Der Brexit ist für die britische Premierministerin Theresa May zur Millimeterarbeit geworden. In den vergangenen Wochen wurde in Brüssel um jedes Wort, um jeden Halbsatz in der politischen Erklärung und im Austrittsvertrag gerungen. Denn je größer der Interpretationsspielraum ist, desto eher kann Theresa May Skeptiker zu Hause überzeugen, im Parlament doch für den Kompromiss zu stimmen.
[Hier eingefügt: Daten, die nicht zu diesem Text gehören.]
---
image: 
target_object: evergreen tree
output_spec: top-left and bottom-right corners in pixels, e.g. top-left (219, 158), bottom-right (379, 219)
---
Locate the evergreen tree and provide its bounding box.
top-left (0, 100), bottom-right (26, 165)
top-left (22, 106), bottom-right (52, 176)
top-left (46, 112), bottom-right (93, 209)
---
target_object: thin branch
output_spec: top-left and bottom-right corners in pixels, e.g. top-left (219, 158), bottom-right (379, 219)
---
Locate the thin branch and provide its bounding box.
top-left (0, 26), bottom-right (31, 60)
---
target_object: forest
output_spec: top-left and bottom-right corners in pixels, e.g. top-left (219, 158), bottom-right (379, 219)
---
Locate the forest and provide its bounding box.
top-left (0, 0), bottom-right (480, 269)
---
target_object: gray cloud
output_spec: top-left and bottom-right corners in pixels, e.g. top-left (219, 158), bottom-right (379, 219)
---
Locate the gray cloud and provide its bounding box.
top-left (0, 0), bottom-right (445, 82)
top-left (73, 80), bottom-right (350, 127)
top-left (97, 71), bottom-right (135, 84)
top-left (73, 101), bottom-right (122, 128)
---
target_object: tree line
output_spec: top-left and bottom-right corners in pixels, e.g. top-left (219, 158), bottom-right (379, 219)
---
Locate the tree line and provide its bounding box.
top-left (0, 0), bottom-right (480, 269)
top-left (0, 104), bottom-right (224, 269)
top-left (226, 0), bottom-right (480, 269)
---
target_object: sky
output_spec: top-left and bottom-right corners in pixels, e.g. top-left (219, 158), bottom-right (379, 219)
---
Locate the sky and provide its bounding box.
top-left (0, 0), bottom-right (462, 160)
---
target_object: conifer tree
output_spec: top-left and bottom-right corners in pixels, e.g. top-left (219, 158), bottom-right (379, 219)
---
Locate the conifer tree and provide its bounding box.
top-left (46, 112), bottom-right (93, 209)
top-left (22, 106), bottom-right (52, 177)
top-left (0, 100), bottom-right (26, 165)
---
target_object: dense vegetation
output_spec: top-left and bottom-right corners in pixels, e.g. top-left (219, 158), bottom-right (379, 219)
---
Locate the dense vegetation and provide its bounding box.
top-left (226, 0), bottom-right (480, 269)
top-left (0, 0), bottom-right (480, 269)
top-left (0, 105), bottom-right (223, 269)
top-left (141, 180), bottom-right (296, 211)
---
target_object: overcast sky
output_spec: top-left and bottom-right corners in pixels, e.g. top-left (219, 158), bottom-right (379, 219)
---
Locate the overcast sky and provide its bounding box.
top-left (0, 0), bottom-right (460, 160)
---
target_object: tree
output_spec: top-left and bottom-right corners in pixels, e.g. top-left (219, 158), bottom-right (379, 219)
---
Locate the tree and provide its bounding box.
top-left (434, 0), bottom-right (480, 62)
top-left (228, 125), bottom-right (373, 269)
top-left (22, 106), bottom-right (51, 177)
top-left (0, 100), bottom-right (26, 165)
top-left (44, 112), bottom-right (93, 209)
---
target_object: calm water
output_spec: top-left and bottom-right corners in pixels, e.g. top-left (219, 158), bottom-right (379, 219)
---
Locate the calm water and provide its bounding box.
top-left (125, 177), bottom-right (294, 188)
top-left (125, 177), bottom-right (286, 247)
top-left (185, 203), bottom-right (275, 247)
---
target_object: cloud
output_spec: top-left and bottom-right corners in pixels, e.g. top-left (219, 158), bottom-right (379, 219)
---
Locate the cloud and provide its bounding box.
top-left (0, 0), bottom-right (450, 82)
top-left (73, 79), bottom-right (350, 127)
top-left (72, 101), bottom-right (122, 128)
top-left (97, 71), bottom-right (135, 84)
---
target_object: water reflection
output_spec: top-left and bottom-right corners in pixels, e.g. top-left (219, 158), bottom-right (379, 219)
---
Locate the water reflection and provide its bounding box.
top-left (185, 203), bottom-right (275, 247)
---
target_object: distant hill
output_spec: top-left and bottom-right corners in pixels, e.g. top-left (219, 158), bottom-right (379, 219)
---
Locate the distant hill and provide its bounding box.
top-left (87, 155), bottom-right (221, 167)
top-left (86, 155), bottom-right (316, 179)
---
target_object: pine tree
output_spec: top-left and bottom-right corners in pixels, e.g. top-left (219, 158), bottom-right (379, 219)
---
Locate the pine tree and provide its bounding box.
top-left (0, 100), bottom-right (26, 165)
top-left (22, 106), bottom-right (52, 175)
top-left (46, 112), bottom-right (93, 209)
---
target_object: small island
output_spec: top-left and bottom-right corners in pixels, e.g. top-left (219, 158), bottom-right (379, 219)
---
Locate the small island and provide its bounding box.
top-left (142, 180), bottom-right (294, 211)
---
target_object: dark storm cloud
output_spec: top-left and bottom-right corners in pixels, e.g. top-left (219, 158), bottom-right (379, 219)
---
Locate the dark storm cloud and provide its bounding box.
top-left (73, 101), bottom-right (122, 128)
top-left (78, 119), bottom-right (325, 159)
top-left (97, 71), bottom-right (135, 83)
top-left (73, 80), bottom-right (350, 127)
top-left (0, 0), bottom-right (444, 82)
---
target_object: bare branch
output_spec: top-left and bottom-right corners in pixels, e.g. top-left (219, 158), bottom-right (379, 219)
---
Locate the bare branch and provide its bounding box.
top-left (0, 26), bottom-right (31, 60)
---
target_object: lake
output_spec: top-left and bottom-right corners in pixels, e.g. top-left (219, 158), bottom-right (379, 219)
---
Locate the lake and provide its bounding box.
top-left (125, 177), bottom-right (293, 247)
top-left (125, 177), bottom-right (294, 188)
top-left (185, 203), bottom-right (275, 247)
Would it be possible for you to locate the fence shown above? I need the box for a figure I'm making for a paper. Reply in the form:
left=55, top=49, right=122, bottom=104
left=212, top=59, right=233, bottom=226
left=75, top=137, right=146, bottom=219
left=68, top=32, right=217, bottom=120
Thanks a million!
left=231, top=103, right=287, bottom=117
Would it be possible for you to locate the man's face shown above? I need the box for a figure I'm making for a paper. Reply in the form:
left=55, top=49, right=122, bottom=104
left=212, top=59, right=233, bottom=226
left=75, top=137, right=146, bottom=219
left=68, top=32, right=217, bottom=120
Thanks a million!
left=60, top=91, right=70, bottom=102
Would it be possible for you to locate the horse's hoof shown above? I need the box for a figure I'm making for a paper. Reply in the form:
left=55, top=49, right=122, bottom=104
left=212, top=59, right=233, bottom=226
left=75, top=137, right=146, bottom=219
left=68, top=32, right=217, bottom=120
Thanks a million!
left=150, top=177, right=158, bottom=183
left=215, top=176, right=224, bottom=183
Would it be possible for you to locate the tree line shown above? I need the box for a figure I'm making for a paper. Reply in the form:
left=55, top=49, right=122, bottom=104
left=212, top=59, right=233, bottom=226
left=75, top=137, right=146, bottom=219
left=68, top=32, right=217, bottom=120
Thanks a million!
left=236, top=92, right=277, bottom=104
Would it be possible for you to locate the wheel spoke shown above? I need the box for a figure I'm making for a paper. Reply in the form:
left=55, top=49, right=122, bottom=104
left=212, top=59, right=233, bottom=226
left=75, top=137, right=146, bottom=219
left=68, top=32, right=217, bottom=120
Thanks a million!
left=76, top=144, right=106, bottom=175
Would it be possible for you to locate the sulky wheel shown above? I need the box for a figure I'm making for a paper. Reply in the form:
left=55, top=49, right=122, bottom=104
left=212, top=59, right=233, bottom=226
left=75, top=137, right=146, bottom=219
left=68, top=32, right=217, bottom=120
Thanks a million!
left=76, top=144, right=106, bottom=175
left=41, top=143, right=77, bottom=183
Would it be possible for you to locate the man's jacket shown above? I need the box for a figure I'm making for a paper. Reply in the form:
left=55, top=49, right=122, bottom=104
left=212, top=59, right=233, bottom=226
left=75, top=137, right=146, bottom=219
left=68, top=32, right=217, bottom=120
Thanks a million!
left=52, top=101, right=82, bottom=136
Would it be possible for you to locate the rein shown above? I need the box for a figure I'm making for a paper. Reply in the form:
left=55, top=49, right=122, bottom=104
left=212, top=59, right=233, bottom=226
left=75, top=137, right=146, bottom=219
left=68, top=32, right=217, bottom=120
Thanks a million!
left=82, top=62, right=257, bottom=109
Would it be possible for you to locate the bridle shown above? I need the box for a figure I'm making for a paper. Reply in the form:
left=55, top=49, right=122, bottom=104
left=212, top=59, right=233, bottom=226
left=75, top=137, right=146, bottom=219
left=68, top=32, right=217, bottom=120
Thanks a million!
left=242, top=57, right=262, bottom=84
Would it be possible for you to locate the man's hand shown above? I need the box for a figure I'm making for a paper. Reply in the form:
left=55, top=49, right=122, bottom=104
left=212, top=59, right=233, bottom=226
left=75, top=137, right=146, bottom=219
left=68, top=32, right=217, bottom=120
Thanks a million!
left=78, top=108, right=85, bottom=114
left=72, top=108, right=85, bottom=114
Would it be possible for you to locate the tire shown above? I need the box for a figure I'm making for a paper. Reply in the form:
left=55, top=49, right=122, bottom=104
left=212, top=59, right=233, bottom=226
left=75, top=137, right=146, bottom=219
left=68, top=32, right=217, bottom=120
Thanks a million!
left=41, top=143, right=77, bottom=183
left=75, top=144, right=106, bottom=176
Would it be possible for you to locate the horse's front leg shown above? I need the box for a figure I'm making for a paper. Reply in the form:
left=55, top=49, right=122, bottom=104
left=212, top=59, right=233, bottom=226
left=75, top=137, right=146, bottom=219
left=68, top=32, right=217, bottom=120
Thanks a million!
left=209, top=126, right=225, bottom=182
Aber welche Chancen hat May überhaupt noch auf eine Mehrheit? Im britischen Unterhaus gibt es 639 stimmberechtigte Abgeordnete. Für eine Parlamentsmehrheit braucht May 320 Stimmen. Die Konservativen kommen lediglich auf 316. Labour hat 257 Abgeordnete, die schottische SNP 35, die Liberalen zwölf, die nordirische DUP zehn und andere Splitterparteien 13. Die Fronten für oder gegen Mays Kompromiss verlaufen jedoch nicht entlang der Parteigrenzen, sondern quer durch alle Fraktionen. Das macht es extrem schwierig für die Premierministerin. Wer will was im britischen Unterhaus? Ein Überblick

Die Brexit-Hardliner

Raus aus allem und zwar so schnell wie möglich. So ungefähr kann die Position der Brexit-Hardliner unter den britischen Tories zusammengefasst werden. Angeführt wird die sogenannte European Research Group (ERG) vom Rechtsaußen Jacob Rees-Mogg. Die ERG bildet quasi eine Partei in der Partei und drängt seit Beginn der Volksabstimmung auf eine komplette Loslösung von der EU: Keine Zollunion, keinen Binnenmarkt, keine Kompromisse – im Zweifel lieber No Deal. Alles andere würde Großbritannien angeblich zu einem Vasallenstaat der verhassten EU machen. Für sie ist der zwischen London und Brüssel ausverhandelte Austrittsvertrag Verrat am Volk und kein echter Brexit.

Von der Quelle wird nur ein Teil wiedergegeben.